The management of tetanus in adults in an intensive care unit in Southern Vietnam.
Hao NV., Yen LM., Davies-Foote R., Trung TN., Duoc NVT., Trang VTN., Nhat PTH., Duc DH., Anh NTK., Lieu PT., Thuy TTD., Thuy DB., Phong NT., Truong NT., Thanh PB., Tam DTH., Puthucheary Z., Thwaites CL.
Background: Tetanus remains common in many low- and middle-income countries (LMICs) yet the evidence base guiding management of this disease is extremely limited, particularly with respect to contemporary management options. Sharing knowledge about practice may facilitate improvement in outcomes elsewhere. Methods: We describe clinical interventions and outcomes of 180 adult patients ≥16 years-old with tetanus enrolled in prospective observational studies at a specialist infectious diseases hospital in Southern Vietnam. Patients were treated according to a holistic management protocol encompassing wound-care, antitoxin, antibiotics, symptom control, airway management, nutrition and de-escalation criteria.
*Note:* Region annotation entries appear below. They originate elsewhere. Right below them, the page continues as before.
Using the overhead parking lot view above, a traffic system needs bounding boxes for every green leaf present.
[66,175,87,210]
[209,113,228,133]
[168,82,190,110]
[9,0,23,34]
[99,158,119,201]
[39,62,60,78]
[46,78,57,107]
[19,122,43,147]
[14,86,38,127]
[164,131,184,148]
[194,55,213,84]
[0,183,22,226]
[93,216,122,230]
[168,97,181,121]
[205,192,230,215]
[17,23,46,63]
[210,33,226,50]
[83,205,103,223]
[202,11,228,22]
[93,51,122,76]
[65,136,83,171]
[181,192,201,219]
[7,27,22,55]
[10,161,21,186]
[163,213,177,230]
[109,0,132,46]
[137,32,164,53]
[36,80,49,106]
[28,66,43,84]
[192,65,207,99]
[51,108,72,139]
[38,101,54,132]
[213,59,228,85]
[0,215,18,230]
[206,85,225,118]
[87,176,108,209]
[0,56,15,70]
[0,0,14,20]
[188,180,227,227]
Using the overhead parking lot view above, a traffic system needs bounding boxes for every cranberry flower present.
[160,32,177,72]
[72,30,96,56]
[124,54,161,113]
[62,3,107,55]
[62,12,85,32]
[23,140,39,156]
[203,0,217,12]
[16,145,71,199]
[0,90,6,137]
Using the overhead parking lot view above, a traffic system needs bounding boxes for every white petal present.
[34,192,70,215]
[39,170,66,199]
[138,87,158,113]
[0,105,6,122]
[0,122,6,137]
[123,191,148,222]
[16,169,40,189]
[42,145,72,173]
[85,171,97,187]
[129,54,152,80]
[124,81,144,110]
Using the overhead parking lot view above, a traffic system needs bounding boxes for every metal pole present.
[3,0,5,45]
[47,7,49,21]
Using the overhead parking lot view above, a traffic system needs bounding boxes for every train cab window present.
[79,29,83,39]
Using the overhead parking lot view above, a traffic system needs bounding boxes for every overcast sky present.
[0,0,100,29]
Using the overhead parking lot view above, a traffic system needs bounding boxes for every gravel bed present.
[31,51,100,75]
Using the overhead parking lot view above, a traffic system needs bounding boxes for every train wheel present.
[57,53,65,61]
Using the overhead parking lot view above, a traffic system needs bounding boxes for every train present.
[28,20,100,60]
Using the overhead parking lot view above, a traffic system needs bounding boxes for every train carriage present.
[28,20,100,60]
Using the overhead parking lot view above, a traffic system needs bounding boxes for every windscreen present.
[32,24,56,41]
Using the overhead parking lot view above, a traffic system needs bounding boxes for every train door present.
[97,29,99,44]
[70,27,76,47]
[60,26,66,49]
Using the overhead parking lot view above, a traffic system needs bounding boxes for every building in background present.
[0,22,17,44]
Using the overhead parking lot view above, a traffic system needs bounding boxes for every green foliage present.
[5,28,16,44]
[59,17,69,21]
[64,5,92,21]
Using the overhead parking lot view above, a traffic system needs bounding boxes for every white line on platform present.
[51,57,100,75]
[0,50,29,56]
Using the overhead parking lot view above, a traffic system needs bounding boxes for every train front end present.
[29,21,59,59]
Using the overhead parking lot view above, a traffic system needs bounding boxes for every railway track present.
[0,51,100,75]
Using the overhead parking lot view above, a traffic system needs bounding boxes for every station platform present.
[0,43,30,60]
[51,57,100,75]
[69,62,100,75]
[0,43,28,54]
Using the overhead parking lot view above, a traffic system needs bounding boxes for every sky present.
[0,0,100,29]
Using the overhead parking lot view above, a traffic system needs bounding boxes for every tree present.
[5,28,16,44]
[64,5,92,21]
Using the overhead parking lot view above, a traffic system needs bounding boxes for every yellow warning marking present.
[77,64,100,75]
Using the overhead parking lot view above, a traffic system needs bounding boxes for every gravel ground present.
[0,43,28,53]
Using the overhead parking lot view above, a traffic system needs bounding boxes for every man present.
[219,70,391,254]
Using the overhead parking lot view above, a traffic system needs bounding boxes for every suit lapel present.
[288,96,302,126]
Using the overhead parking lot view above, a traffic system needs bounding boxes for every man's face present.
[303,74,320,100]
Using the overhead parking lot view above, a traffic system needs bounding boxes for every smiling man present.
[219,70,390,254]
Results: Mortality rate in our cohort was 2.8%, with 90 (50%) patients requiring mechanical ventilation for a median 16 [IQR 12-24] days. Median [IQR] duration of ICU stay was 15 [8-23] days. Autonomic nervous system dysfunction occurred in 45 (25%) patients. Hospital acquired infections occurred in 77 (43%) of patients. Conclusion: We report favourable outcomes for patients with tetanus in a single centre LMIC ICU, treated according to a holistic protocol. Nevertheless, many patients required prolonged intensive care support and hospital acquired infections were common.